Gretchen
Entwicklungshilfe leisten. Dabei war sie doch durch mit dem Theater. Das Schauspiel, das sie liebte, das gab es nicht mehr. Die Revolution war nur noch Attitüde, das Spiel nur noch Geplänkel, ein Haus voll mit Zinnober und Krachmeierei. Und das Schlimmste war ihr immer das sozialkritische Theater, das sie regelrecht verachtete. Für ein Kinder- oder Jugendtheater, geschenkt, kein Problem, gut so. Aber erwachsenen Menschen auf der Bühne ein Stück zu präsentieren, in dem es um sexuelle Übergriffe, häusliche Gewalt, Magersucht, Homophobie, Migrantenprobleme oder Schmickschmock ging, da hörte bei ihr der Spaß auf. Als wären Theatermenschen die Erziehungsberechtigten ihres Publikums. Und wen wollte man denn da wachrütteln? Den linksalternativen Gartenlandschaftsbauer, den kulturkonservativen Oberstudienrat, die rebellische Anglistikstudentin oder den libertären Anthroposophen? Wohl kaum. Es gab bei solchen Themen einen gemeinsamen Konsens, den konnte man jeden Tag in einer Zeitung nachlesen, dafür brauchte es kein Theater. Es waren nur kleinbürgerliche Themen für kleinbürgerliche Menschen. Auch das große Thema war ihr völlig fremd. Krieg, Klimawandel, Terrorismus, Herrgott, schlimm, klar. Nur nicht auf einer Bühne, und wenn doch, dann nur als Rahmenhandlung. Es konnte immer nur um die kleinen Dinge gehen, die kleinen privaten Fehden und Schicksale, denn erst dadurch kam man zu den wirklich großen Themen wie Liebe, Hass, Triebe, Neid, Vernunft, Moral undsoweiterundsofort, auf die alles andere aufbaut, die alles andere begründet, die Magersucht, den Krieg, den Klimawandel, alles.

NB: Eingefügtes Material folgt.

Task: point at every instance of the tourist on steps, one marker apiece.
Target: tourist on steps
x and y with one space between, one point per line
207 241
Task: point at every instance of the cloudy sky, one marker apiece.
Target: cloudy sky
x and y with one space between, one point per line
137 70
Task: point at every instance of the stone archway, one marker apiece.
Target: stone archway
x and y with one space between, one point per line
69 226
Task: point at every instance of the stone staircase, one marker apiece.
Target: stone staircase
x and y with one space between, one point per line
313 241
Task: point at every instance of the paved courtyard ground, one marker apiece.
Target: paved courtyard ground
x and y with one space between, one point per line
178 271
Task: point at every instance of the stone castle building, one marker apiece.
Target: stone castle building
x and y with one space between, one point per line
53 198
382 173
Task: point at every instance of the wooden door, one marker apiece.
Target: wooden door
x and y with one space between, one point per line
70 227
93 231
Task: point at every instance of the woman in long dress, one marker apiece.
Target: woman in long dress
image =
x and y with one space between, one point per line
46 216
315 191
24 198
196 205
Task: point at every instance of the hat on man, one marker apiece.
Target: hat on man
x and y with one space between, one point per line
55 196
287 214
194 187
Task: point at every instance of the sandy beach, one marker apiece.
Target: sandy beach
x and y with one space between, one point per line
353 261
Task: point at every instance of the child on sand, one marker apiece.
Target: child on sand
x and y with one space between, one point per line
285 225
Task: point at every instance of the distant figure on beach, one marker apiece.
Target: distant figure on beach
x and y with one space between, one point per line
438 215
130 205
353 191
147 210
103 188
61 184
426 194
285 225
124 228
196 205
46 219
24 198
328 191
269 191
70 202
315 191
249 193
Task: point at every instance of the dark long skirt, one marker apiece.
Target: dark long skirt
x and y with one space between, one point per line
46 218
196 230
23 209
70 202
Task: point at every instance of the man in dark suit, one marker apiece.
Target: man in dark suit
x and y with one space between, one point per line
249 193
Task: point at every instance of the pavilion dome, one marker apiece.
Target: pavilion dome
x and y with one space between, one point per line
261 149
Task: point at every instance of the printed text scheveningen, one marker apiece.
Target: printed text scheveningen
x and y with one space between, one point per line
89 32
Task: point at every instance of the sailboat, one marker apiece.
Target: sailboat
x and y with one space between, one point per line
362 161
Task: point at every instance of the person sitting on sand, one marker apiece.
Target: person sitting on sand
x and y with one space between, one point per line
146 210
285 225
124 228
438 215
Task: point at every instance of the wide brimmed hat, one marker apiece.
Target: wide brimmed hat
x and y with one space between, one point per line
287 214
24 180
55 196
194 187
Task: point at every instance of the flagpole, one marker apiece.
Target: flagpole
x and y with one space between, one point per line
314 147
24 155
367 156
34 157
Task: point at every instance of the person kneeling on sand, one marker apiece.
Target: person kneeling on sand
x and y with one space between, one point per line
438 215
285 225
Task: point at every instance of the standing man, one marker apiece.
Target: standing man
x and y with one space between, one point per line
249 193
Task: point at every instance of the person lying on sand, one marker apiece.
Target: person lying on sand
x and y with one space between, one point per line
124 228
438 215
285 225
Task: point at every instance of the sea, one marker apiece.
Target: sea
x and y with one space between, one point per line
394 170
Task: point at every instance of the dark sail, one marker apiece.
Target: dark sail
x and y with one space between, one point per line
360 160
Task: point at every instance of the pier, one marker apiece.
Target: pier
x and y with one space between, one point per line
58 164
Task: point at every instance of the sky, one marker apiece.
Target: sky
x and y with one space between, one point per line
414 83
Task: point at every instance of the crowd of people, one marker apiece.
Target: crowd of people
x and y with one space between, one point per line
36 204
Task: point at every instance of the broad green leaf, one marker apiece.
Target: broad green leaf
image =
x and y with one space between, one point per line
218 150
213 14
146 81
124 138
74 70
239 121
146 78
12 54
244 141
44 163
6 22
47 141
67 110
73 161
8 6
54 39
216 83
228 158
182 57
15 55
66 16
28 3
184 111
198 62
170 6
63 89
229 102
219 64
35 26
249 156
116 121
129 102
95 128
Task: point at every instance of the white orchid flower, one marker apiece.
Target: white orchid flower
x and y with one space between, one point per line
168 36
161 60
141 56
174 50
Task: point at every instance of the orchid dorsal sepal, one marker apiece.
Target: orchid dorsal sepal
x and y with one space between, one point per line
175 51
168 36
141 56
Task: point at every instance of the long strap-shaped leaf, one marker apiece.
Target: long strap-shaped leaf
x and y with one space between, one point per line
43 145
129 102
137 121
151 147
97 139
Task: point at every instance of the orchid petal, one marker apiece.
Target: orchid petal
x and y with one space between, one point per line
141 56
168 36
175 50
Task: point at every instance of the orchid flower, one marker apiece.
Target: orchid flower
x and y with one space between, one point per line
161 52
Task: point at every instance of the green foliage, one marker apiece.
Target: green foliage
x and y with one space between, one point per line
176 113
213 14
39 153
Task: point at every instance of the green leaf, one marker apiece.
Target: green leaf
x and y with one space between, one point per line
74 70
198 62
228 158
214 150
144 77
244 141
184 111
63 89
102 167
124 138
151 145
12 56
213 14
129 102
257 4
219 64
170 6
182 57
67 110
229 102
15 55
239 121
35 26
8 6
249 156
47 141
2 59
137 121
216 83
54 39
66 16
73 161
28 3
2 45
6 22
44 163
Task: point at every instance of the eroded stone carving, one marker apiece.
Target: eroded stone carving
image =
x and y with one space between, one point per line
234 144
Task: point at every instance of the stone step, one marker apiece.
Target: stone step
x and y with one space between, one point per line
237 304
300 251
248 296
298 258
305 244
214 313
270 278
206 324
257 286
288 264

In England, ihrer Wahlheimat, ging sie gar nicht mehr ins Theater. Es war ihr dort immer zu rüschig, zu viel Kostüm, zu viel Humor, zu viel Schauspiel und zu wenig Regie. Egal wo sie war, ob im Royal National oder im Royal Court Theatre, ob Hampstead oder Donmar, nie war die Begeisterung mit ihr durchgegangen für dieses nur spärlich subventionierte Theater, das sich nur selten ein festes Ensemble leisten konnte. Und versuchte es sich experimentell, so ging es nicht selten in die Hose.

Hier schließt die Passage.